Acquired defects in CFTR-dependent β-adrenergic sweat secretion in chronic obstructive pulmonary disease

Abstract

Rationale: Smoking-induced chronic obstructive pulmonary disease (COPD) is associated with acquired systemic cystic fibrosis transmembrane conductance regulator (CFTR) dysfunction. Recently, sweat evaporimetry has been shown to efficiently measure β-adrenergic sweat rate and specifically quantify CFTR function in the secretory coil of the sweat gland.

Objectives: To evaluate the presence and severity of systemic CFTR dysfunction in smoking-related lung disease using sweat evaporimetry to determine CFTR-dependent sweat rate.

Methods: We recruited a cohort of patients consisting of healthy never smokers (N = 18), healthy smokers (12), COPD smokers (25), and COPD former smokers (12) and measured β-adrenergic sweat secretion rate with evaporative water loss, sweat chloride, and clinical data (spirometry and symptom questionnaires).

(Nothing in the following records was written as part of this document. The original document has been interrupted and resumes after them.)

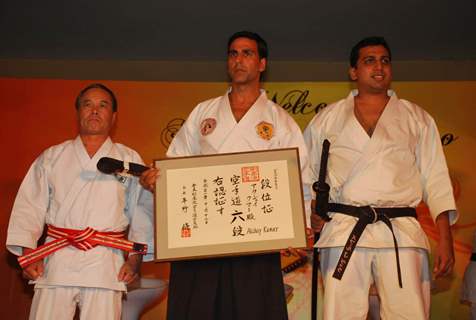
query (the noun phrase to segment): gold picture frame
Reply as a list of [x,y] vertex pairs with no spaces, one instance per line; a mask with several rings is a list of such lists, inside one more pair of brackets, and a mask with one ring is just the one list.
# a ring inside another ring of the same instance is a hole
[[306,247],[297,148],[155,160],[155,260]]

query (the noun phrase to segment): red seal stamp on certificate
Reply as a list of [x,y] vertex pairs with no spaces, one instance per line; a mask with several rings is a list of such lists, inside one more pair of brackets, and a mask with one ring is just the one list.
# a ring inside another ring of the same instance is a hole
[[217,126],[217,121],[213,118],[207,118],[202,121],[200,124],[200,133],[202,136],[209,135],[210,133],[215,130],[215,127]]
[[192,236],[192,229],[188,223],[184,223],[182,226],[182,238],[190,238]]
[[243,182],[257,182],[259,181],[259,167],[242,167],[241,168],[241,180]]

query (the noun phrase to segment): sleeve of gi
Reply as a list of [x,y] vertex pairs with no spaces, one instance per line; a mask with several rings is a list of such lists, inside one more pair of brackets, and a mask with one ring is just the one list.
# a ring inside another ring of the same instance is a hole
[[22,247],[36,248],[43,233],[50,195],[46,158],[43,153],[33,162],[13,204],[6,245],[15,255],[22,255]]
[[180,157],[200,154],[200,105],[190,113],[167,150],[167,157]]
[[430,208],[434,220],[440,213],[451,210],[450,223],[454,224],[458,214],[440,134],[433,118],[426,115],[424,120],[420,131],[420,141],[416,147],[423,200]]
[[[322,139],[319,134],[319,118],[318,115],[309,122],[304,130],[304,141],[309,153],[309,175],[310,184],[316,182],[319,178],[319,166],[321,165]],[[312,190],[312,198],[316,198],[315,192]]]
[[[143,164],[139,155],[136,155],[134,162]],[[133,178],[127,195],[127,215],[129,216],[130,241],[147,244],[147,254],[144,261],[151,261],[154,258],[154,201],[153,195],[143,189],[137,178]]]
[[309,157],[306,144],[299,126],[294,122],[294,120],[289,121],[288,127],[290,132],[284,135],[281,141],[282,145],[285,147],[295,146],[299,149],[299,162],[301,165],[301,180],[302,180],[302,191],[304,198],[304,209],[306,213],[306,225],[311,227],[311,174],[309,170]]
[[144,261],[154,259],[154,217],[152,193],[139,187],[138,200],[129,227],[129,240],[147,244]]

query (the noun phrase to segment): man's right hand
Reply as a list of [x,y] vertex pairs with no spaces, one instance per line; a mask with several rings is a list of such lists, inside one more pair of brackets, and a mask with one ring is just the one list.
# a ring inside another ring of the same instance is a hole
[[324,227],[324,223],[326,222],[317,214],[311,214],[311,228],[315,233],[321,232],[322,227]]
[[[23,248],[23,254],[28,254],[33,249],[30,248]],[[28,279],[28,280],[36,280],[39,277],[43,276],[43,271],[45,270],[45,266],[43,264],[43,259],[36,261],[25,268],[23,268],[23,278]]]
[[144,171],[140,178],[139,182],[144,189],[149,190],[150,192],[155,192],[155,182],[160,175],[160,171],[157,168],[150,168],[149,170]]
[[316,212],[316,200],[311,201],[311,228],[315,233],[319,233],[324,226],[324,219],[322,219]]

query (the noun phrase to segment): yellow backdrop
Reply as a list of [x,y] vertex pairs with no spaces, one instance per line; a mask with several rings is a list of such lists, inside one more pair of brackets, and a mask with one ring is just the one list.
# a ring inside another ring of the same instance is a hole
[[[113,138],[136,149],[146,163],[164,156],[174,133],[198,102],[227,89],[226,83],[0,78],[2,243],[21,179],[42,150],[75,136],[74,99],[81,88],[92,82],[102,82],[117,94],[119,113]],[[267,83],[265,89],[268,97],[288,110],[304,128],[320,108],[345,97],[351,86],[347,82]],[[432,319],[463,319],[468,310],[459,303],[459,288],[476,227],[476,204],[472,201],[476,191],[476,172],[472,167],[476,155],[476,82],[395,82],[393,89],[400,98],[411,100],[432,114],[440,129],[461,216],[453,227],[456,270],[451,279],[434,283]],[[425,208],[420,208],[419,213],[434,245],[437,233],[431,219]],[[5,263],[0,267],[0,292],[5,297],[0,301],[9,306],[18,305],[18,301],[27,304],[31,291],[22,290],[12,257],[4,248],[1,252]],[[144,273],[166,278],[168,266],[148,264]],[[308,295],[295,293],[294,298],[308,299]],[[162,318],[164,304],[164,300],[159,301],[143,319]],[[25,314],[15,307],[9,310],[15,318]],[[294,310],[292,314],[302,313]]]

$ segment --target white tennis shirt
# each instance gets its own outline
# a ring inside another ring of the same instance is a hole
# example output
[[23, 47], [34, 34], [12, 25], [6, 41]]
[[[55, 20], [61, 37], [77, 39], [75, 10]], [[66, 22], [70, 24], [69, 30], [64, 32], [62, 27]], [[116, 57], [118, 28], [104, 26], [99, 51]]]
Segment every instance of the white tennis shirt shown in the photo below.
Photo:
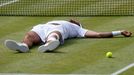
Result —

Measurements and main results: β-adrenergic sweat rate was reduced in COPD smokers (41.9 ± 3.4, P < 0.05, ± SEM) and COPD former smokers (39.0 ± 5.4, P < 0.05) compared to healthy controls (53.6 ± 3.4). Similarly, sweat chloride was significantly greater in COPD smokers (32.8 ± 3.3, P < 0.01) and COPD former smokers (37.8 ± 6.0, P < 0.01) vs. healthy controls (19.1 ± 2.5). Univariate analysis revealed a significant association between β-adrenergic sweat rate and female gender (β = 0.26), age (-0.28), FEV1% (0.35), dyspnea (-0.3), and history of smoking (-0.27; each P < 0.05). Stepwise multivariate regression included gender (0.39) and COPD (-0.43) in the final model (R()2 = 0.266, P < 0.0001).

Conclusions: β-adrenergic sweat rate was significantly reduced in COPD patients, regardless of smoking status, reflecting acquired CFTR dysfunction and abnormal gland secretion in the skin that can persist despite smoking cessation. β-adrenergic sweat rate and sweat chloride are associated with COPD severity and clinical symptoms, supporting the hypothesis that CFTR decrements have a causative role in COPD pathogenesis.

Figure 1

Subject disposition.

Figure 2

Systemic CFTR dysfunction in COPD subjects as demonstrated by β-Adrenergic sweat secretion rate. (A) Representative sweat secretion assay tracings of a healthy never smoker (solid) and a COPD patient (dotted). Evaporative water loss is measured continuously following injection of (a¹) atropine, (c) carbachol, (a²) atropine again, and (b) β-adrenergic cocktail stimulus. The stable β-adrenergic stimulated sweat secretion rate is marked with a bar. (B) Summary data plotting maximal β-adrenergic sweat rate for each individual subject. *P < 0.05.

Figure 3

Sweat chloride abnormality in COPD subjects. Quantitative pilocarpine iontophoresis measured concurrently to the β-adrenergic sweat test in each subject. **P < 0.01.

Figure 4

Relationship between sweat chloride and β-adrenergic sweat rate. Sweat chloride (x-axis) and β-adrenergic sweat rate (y-axis) are plotted for each individual subject (A) and by disease group (B). Regression line shown in (B) was statistically significant (R² = 0.933, P < 0.05).

Figure 5

Relationship between sweat tests and CFTR function estimated by nasal potential difference. (A) Based on previously reported values from the literature, sweat chloride and β-adrenergic Sweat Rate are plotted against percent CFTR function as measured by nasal potential difference (NPD). (B) Sweat chloride and evaporimetry data represented as percent normal sweat test from this study for COPD smokers (∇) and COPD former smokers (Δ) are interpolated and plotted on each curve. CF-PI = pancreatic insufficient CF; CF-PS = pancreatic sufficient CF [12,14].